During the WS Challenge we had a discussion about Web Service Composition benchmarks. I think this is also result of a recently published journal article on WSBen. WSBen is a web service composition benchmark that had been developed as a general composition benchmark for the AI community. The history of WSBen goes back to a Web Service Challenge on the EEE/ICEBE conference in 2005. I don't know further details and how it is related to the current Web Services Challenge but it seems that at least one participant from the Penn state University is related to this project or persons of this project. The test sets of WSBen are related to simplified WSDL documents and only support syntactic service discovery. The focus of WSBen is applying a network model in order to generate clusters of Web Services and is also able to visualize it with a GUI. So much about WSBen.
Let me make this clear from the beginning: The current Web Services Challenge Software (Generator + Client + Checker) is a Semantic Web Service Composition Benchmark. If we also consider that the source code is available and that we apply modern design patterns to make it open and extensible then it can be also called a framework. It is as easy as that. The test sets are purely random generated without any structure. Their difficulty range from test sets which can be used for testing your system and up to a difficulty which cannot be solved in minutes or hours with even the winning system. The test sets do not have any structure, an algorithm suitable for a specific test set maybe inadequate for another algorithm. The difference between a specific benchmark and our toolset is that we have not yet published a set of test sets which can be used to evaluate your system. We have not done this so far because we did not see any use in that. Now, with several fast composition systems at hand and two years of experience with these tools we could develop such benchmark.
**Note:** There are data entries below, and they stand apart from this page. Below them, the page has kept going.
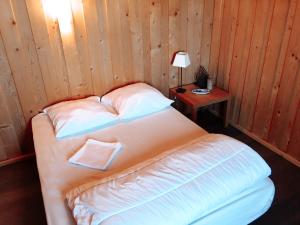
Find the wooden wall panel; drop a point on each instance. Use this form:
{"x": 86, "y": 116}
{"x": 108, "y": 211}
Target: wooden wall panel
{"x": 259, "y": 40}
{"x": 22, "y": 57}
{"x": 250, "y": 47}
{"x": 262, "y": 70}
{"x": 273, "y": 64}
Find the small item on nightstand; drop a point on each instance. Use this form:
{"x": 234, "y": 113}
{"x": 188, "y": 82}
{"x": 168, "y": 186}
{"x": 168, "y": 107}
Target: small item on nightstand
{"x": 209, "y": 84}
{"x": 199, "y": 91}
{"x": 201, "y": 78}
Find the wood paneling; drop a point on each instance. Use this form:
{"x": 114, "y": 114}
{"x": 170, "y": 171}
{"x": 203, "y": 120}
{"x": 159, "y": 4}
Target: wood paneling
{"x": 259, "y": 64}
{"x": 250, "y": 47}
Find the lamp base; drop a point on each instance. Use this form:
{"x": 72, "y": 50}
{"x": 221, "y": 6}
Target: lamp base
{"x": 180, "y": 90}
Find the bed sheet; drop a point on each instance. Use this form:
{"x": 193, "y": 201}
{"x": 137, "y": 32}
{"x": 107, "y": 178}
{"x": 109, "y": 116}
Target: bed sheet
{"x": 141, "y": 139}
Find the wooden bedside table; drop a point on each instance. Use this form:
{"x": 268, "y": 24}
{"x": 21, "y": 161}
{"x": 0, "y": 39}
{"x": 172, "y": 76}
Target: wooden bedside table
{"x": 195, "y": 101}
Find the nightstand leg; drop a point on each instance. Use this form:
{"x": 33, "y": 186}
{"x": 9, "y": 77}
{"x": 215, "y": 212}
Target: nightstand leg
{"x": 194, "y": 114}
{"x": 225, "y": 109}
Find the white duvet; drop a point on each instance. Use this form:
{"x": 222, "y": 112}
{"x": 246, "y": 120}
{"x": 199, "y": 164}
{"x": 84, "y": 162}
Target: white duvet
{"x": 175, "y": 187}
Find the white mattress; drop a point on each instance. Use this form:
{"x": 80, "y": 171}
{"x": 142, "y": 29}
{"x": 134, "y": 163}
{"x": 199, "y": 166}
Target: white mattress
{"x": 142, "y": 138}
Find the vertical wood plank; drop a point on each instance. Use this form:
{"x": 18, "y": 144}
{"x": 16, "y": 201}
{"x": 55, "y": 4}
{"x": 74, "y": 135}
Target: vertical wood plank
{"x": 164, "y": 86}
{"x": 115, "y": 41}
{"x": 289, "y": 91}
{"x": 146, "y": 40}
{"x": 264, "y": 12}
{"x": 228, "y": 37}
{"x": 294, "y": 143}
{"x": 194, "y": 38}
{"x": 240, "y": 58}
{"x": 159, "y": 44}
{"x": 216, "y": 39}
{"x": 79, "y": 83}
{"x": 9, "y": 140}
{"x": 280, "y": 31}
{"x": 81, "y": 43}
{"x": 136, "y": 18}
{"x": 177, "y": 35}
{"x": 126, "y": 48}
{"x": 20, "y": 48}
{"x": 10, "y": 95}
{"x": 155, "y": 40}
{"x": 98, "y": 44}
{"x": 49, "y": 50}
{"x": 208, "y": 12}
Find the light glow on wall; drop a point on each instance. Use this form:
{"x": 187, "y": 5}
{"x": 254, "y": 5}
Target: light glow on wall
{"x": 60, "y": 10}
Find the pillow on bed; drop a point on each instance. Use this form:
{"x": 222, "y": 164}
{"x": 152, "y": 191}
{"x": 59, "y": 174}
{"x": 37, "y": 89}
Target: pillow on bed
{"x": 79, "y": 116}
{"x": 136, "y": 100}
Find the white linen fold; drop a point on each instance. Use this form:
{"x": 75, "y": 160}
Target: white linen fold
{"x": 96, "y": 154}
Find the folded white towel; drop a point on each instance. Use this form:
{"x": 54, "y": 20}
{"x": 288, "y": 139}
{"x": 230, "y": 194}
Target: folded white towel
{"x": 96, "y": 154}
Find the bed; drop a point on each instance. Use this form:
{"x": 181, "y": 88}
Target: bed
{"x": 57, "y": 176}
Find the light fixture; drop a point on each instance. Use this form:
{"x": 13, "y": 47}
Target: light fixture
{"x": 60, "y": 10}
{"x": 181, "y": 60}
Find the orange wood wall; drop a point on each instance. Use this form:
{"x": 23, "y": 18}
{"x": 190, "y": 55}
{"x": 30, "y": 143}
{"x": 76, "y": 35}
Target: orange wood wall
{"x": 258, "y": 61}
{"x": 251, "y": 48}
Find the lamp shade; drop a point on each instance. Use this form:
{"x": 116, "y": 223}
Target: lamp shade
{"x": 181, "y": 59}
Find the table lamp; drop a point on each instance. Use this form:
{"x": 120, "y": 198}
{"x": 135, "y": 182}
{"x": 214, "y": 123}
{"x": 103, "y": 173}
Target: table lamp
{"x": 181, "y": 60}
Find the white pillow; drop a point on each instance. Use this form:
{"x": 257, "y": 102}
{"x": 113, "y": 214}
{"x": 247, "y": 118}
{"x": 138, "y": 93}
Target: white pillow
{"x": 79, "y": 116}
{"x": 136, "y": 100}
The Web Services Challenge has over 5 years experience in measuring the performance of composition systems. We provide tools, test sets, rules, performance results and now also compositions systems. I have about 70 generated test sets from the last challenge and we will upload them shortly. Anybody who is still interested in a composition benchmark should download these test sets and document their results: test system, initialization time, response time, the result file and checking file. The evaluation should be done on a more or less simple desktop computer. The results will be collected and used to generate new test sets. On the other hand if we find several test sets where the algorithms produce different results then we are able to analyze them. The resulting package of test sets, already collected results and measurements will be the best benchmark available. Benchmarking is not the definition of an individual but a community effort.